In a recent judgement, the Andhra Pradesh High Court held that in cases involving ancestral property, each coparcener or co-sharer (like sons and daughters) holds an independent and vested interest in that property. So, if a father signed a relinquishment deed favouring his son, it would only apply to the extent of the father’s own undivided share and would not affect the rights of the other co-sharers, such as the daughters.

For those unfamiliar, a relinquishment deed is signed when someone wants to give away/surrender (relinquish) their rights to something.

This ruling arose from a situation where a father allegedly signed a relinquishment deed to transfer ancestral property to his son from his deceased first wife, effectively leaving out his daughters from his second marriage. The high court ultimately ruled that this is not permissible and the daughters are entitled to their fair share of the ancestral property.

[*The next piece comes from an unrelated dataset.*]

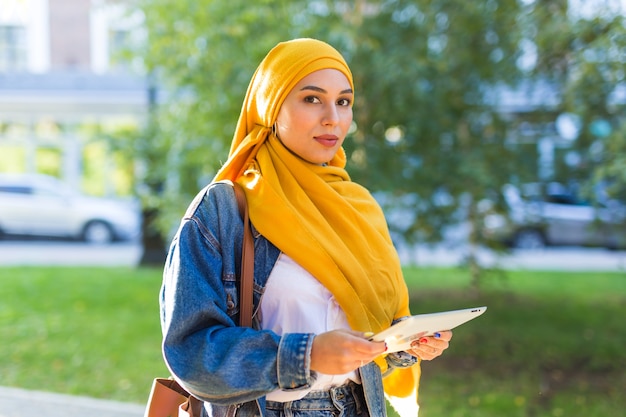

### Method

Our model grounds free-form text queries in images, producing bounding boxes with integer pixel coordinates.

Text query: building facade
[0,0,148,195]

The Andhra Pradesh High Court emphasized that legally, a person cannot relinquish, alienate, or surrender rights that belong to another co-owner; they can only manage the share that is rightfully theirs. Consequently, the alleged relinquishment deed, even if proved, could not defeat the daughters’ entitlement to seek partition and claim their respective shares in the ancestral property.

Also read: Father gave elder son POA and property settlement deeds; younger brother files forgery case against him and nephew files civil case; SC orders criminal trial

Essence of a coparcenary under Mitakshara Hindu law is unity of ownership, community of interest and unity of possession

Asha Kiran Sharma, Partner at King Stubb and Kasiva, told ET Wealth Online that under Mitakshara Hindu law, a coparcenary is a narrower body within a Hindu Undivided Family (HUF) where members acquire an interest in the property by birth. Every coparcener has a common and undivided interest in the property, and no individual member owns a specific demarcated portion until partition takes place.

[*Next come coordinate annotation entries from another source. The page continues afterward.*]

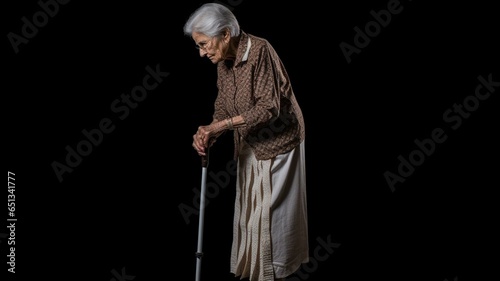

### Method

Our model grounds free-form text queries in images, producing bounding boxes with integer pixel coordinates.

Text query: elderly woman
[184,3,309,281]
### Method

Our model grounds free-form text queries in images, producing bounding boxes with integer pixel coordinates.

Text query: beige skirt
[231,142,309,281]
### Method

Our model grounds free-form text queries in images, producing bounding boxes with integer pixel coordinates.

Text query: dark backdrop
[0,0,500,281]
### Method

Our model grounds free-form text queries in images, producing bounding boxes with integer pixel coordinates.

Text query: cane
[196,149,208,281]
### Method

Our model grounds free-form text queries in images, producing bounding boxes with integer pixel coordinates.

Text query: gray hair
[184,3,240,37]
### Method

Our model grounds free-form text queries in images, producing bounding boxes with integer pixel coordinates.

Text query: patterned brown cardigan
[213,31,305,160]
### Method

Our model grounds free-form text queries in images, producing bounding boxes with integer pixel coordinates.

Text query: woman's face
[192,32,227,64]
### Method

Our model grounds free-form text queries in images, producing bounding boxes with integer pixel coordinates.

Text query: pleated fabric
[231,142,309,281]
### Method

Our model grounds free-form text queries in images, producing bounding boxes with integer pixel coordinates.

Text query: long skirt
[231,142,309,281]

Community of interest means that all coparceners have a shared ownership interest in the property. Sharma says that unity of possession means that every coparcener is deemed to be in joint possession of the entire property, even if one member is managing or occupying it.

Example 1:
A grandfather, father, son and daughter jointly own ancestral agricultural land. No one can claim a specific acre as exclusively theirs until partition. All have a collective interest in the whole property. This is a classic coparcenary.

Example 2:
If a father buys a property entirely from his own earnings and holds it exclusively, the son and daughter do not automatically acquire any birthright in that property. There is no community of interest or unity of possession. Therefore, a self-acquired property is not a coparcenary property.

Sharma says: “The concept of coparcenary is not based merely on blood relationships. It is based on the legal character of the property. A family may be related by blood, but unless the property itself possesses a coparcenary character, rights by birth do not arise.”

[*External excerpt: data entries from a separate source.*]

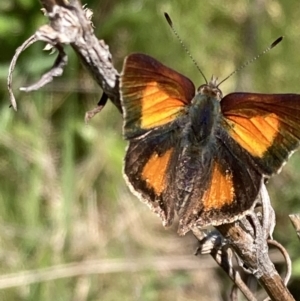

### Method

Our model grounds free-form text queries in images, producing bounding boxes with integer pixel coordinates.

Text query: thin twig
[289,214,300,239]
[7,35,37,111]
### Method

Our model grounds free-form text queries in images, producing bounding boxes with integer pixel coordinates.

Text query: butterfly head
[197,76,223,101]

Under Mitakshara Hindu law, a person has full power over his self-acquired property

Sharma says that the principle is that a person enjoys complete ownership rights over his selfacquired property. He is free to sell, gift, transfer, or bequeath it through a will to anyone he chooses. The recipient does not automatically hold that property as ancestral property merely because it came from a parent.

Moreover, the Supreme Court in its many judgments over the years has consistently held that the nature of the property depends on its source and the intention of the person transferring it.
Sharma says: “If a father gifts his self-acquired property to a son for the son’s exclusive benefit, the property generally remains on the son’s separate property. The son’s children do not automatically acquire rights in it by birth.”

Example:
A father buys a house from his own earnings and later gifts it to his son. The son becomes the owner. The grandson cannot automatically claim a birthright in that house simply because it passed from grandfather to father.

The Andhra Pradesh High Court’s recent judgment about which we referenced in the beginning also reiterates that self-acquired property carries with it the owner’s freedom of disposition.
Sharma says: “The legal character of the property does not change merely because it moves from one generation to the next.”